All Penn State policies regarding ethics and honorable behavior apply to this course. Academic integrity is the pursuit of scholarly activity free from fraud and deception and is an educational objective of this institution. All University policies regarding academic integrity apply to this course. Academic dishonesty includes, but is not limited to, cheating, plagiarizing, fabricating of information or citations, facilitating acts of academic dishonesty by others, having unauthorized possession of examinations, submitting work of another person or work previously used without informing the instructor, or tampering with the academic work of other students.

For any material or ideas obtained from other sources, such as the text or things you see on the web, in the library, etc., a source reference must be given. Direct quotes from any source must be identified as such.

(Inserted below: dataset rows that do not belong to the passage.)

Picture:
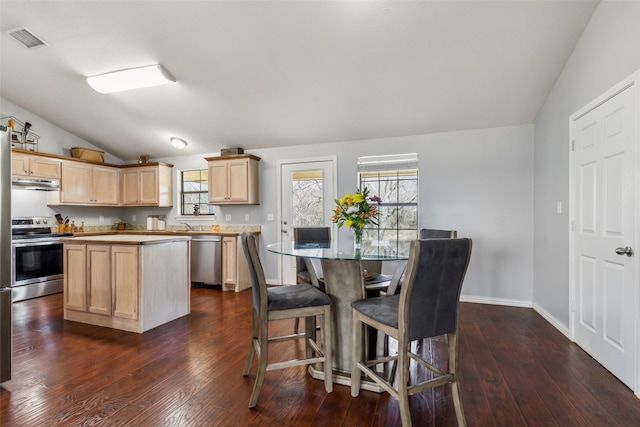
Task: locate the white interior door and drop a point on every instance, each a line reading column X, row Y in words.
column 307, row 192
column 605, row 200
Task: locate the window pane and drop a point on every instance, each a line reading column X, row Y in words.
column 398, row 214
column 407, row 217
column 307, row 200
column 195, row 189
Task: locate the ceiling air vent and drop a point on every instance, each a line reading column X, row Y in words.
column 26, row 38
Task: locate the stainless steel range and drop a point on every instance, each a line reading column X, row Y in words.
column 36, row 254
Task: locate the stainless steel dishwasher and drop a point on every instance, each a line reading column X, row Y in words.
column 206, row 260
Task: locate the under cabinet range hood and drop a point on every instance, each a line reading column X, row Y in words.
column 35, row 184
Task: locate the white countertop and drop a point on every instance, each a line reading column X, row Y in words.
column 127, row 239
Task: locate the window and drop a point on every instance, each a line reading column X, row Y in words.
column 194, row 193
column 394, row 179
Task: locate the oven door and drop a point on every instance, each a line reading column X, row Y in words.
column 36, row 261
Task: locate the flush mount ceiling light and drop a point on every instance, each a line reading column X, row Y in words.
column 132, row 78
column 178, row 143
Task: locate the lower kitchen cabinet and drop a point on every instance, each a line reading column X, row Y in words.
column 104, row 284
column 235, row 270
column 102, row 279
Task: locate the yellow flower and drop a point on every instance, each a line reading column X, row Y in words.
column 358, row 198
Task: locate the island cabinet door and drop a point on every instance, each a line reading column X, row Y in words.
column 229, row 262
column 99, row 279
column 125, row 265
column 75, row 277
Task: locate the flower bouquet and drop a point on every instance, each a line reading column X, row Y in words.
column 356, row 211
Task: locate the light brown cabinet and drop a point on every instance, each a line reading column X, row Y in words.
column 86, row 184
column 102, row 279
column 234, row 180
column 146, row 186
column 132, row 283
column 235, row 270
column 34, row 166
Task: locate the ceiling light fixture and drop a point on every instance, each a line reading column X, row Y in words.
column 132, row 78
column 178, row 142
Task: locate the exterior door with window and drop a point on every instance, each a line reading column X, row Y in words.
column 605, row 199
column 393, row 178
column 307, row 193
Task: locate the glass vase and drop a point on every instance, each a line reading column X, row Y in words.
column 357, row 239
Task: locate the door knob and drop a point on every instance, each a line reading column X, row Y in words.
column 622, row 251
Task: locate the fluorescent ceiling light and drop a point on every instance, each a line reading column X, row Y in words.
column 133, row 78
column 178, row 142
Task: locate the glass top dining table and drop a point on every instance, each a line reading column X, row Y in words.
column 335, row 251
column 343, row 270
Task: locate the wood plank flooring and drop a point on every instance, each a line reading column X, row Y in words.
column 516, row 370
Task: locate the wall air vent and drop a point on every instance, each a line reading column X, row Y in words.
column 26, row 38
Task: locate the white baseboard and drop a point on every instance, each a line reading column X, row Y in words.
column 555, row 322
column 496, row 301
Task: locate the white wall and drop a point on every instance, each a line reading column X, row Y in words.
column 607, row 52
column 478, row 182
column 53, row 140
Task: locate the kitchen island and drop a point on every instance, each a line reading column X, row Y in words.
column 128, row 282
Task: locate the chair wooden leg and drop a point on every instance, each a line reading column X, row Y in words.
column 262, row 365
column 452, row 340
column 254, row 336
column 403, row 382
column 328, row 349
column 309, row 333
column 356, row 352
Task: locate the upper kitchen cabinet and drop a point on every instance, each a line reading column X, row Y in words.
column 86, row 184
column 233, row 180
column 148, row 185
column 34, row 166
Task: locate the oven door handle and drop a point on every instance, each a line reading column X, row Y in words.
column 35, row 243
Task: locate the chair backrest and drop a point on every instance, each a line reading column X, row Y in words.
column 256, row 273
column 312, row 235
column 304, row 235
column 428, row 233
column 431, row 289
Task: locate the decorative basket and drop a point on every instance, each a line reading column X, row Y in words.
column 87, row 154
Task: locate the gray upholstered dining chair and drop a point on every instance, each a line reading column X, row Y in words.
column 426, row 307
column 309, row 270
column 285, row 302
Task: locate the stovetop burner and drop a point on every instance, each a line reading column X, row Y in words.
column 39, row 236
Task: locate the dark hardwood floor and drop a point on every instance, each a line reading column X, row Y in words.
column 516, row 370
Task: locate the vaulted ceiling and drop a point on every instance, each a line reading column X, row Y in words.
column 259, row 74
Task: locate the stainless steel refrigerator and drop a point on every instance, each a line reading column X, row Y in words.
column 6, row 321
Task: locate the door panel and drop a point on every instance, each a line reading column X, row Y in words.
column 605, row 288
column 307, row 192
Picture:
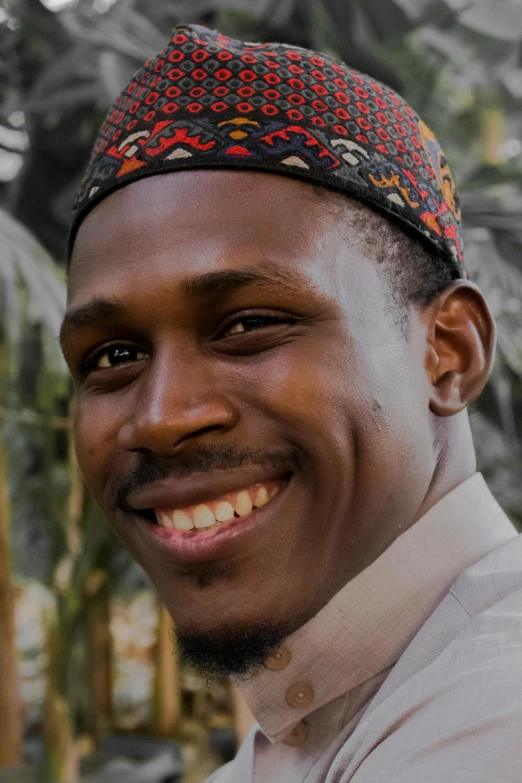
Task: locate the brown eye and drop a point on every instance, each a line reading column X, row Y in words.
column 250, row 323
column 114, row 355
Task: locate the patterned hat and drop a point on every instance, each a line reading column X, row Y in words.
column 210, row 101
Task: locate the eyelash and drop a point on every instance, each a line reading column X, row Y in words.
column 92, row 359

All exam answers must be your own, and you must not provide any assistance to other students during exams. Any instances of academic dishonesty WILL be pursued under the University and Eberly College of Science regulations concerning academic integrity. For more information on academic integrity, see Penn State's statement on plagiarism and academic dishonesty.

The Eberly College of Science Code of Mutual Respect and Cooperation embodies the values that we hope our faculty, staff, and students possess and will endorse to make The Eberly College of Science a place where every individual feels respected and valued, as well as challenged and rewarded.

Penn State welcomes students with disabilities into the University's educational programs. If you have a disability-related need for reasonable academic adjustments in this course, contact the Office for Disability Services (ODS) at 814-863-1807 (V/TTY). For further information regarding ODS, please visit the Office for Disability Services Web site at http://equity.psu.edu/ods/.

In order to receive consideration for course accommodations, you must contact ODS and provide documentation (see the documentation guidelines at http://equity.psu.edu/ods/guidelines/documentation-guidelines). If the documentation supports the need for academic adjustments, ODS will provide a letter identifying appropriate academic adjustments. Please share this letter and discuss the adjustments with your instructor as early in the course as possible. You must contact ODS and request academic adjustment letters at the beginning of each semester.

Dr. James L Rosenberger is the primary author of these course materials and has taught this course for many semesters in residence and online.